Incumbent CEO Matthew Chamberlain would, in all likelihood, have little desire to be remembered as leading the team that closed the ring. It’s a mantle that no CEO in the exchange’s history would have deliberately sought out.
It will win him no friends among many of the exchange’s Category I members, who will feel it is an unnecessary betrayal of the LME’s culture and history, to say nothing of the likely job losses and changes to the member business models.
But, as Chamberlain said in an interview with Fastmarkets, the exchange cannot ignore the fact that LME trading has gone well for the last 10 months and there is objective data to demonstrate this.
“The ring has been fantastic for 144 years, with great data showing it works really well. What we’ve never had before is any data showing that electronic trading either works or doesn’t work,” he said.
Rumbling on in the background of all of this has been the ever-present hand of the regulator.
This is largely the United Kingdom’s Financial Conduct Authority but also includes the European Securities and Markets Authority (ESMA), Europe-wide legislation including the Markets in Financial Instruments Directive (MiFID) I and II, and the benchmark rules by the International Organization of Securities Commissions (IOSCO).

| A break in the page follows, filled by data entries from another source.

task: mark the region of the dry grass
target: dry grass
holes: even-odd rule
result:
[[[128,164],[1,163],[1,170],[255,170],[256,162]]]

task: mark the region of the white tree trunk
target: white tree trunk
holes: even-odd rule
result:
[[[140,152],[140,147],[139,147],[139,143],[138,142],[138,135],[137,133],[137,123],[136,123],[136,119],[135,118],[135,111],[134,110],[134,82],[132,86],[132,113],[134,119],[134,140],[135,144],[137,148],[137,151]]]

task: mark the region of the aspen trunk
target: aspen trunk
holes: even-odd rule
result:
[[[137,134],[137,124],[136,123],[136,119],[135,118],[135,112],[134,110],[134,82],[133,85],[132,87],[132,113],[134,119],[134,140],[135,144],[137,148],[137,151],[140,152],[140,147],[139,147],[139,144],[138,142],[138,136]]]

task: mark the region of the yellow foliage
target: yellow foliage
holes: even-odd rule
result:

While it’s highly unlikely that the regulator asked the LME to close the floor, its beady eye has turned increasingly to market conduct.

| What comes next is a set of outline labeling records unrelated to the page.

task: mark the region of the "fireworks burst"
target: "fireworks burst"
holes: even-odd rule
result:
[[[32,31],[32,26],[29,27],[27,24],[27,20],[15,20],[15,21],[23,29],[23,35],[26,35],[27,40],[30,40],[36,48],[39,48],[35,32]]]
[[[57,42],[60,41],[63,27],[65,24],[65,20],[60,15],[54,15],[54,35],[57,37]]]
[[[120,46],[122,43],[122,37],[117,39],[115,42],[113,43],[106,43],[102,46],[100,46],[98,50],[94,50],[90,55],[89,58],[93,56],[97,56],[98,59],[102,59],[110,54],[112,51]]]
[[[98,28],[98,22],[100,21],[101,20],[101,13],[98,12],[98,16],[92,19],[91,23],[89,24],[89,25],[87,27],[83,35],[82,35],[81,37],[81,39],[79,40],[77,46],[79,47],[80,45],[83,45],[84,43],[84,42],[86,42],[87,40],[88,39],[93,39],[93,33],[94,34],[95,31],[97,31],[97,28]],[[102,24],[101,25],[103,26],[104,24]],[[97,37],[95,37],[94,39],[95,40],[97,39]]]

While there is nothing to suggest the floor as a method of price discovery is anything but robust, a number of complaints to the FCA regarding potential market squeezes plus the $850 million lawsuit brought in 2017 by Red Kite against Barclays
have ratcheted up expectations for processes in the ring in recent years.
The allegations by Red Kite included misuse of confidential information and other illegal activities including breach of both contract and duty of care, breach of fiduciary and statutory duty, and negligent misstatement.
If there’s anything to alarm a regulator, who watched as floor and FCA records for the period 2010 to 2013 were requested under subpoenas, it was exactly that.
The suit was settled out of court in 2019 and the floor has continued to meet regulatory expectations since. Nonetheless, the bar has been hiked increasingly higher and the cost to members as well as the exchange has continued to rise.
These headwinds have been there for some time, but Covid-19 has brought them to the fore.
While there will be opponents to the plan, there will also be supporters, including financial investors and banks that prefer direct access and say liquidity would significantly improve.
There are two chances of reprieve for the ring – if the floor can safely reopen before the exchange approves its closure, and if responses to the discussion paper highlight resounding opposition to the closure plan.
Time to see if the LME ring has life in it yet.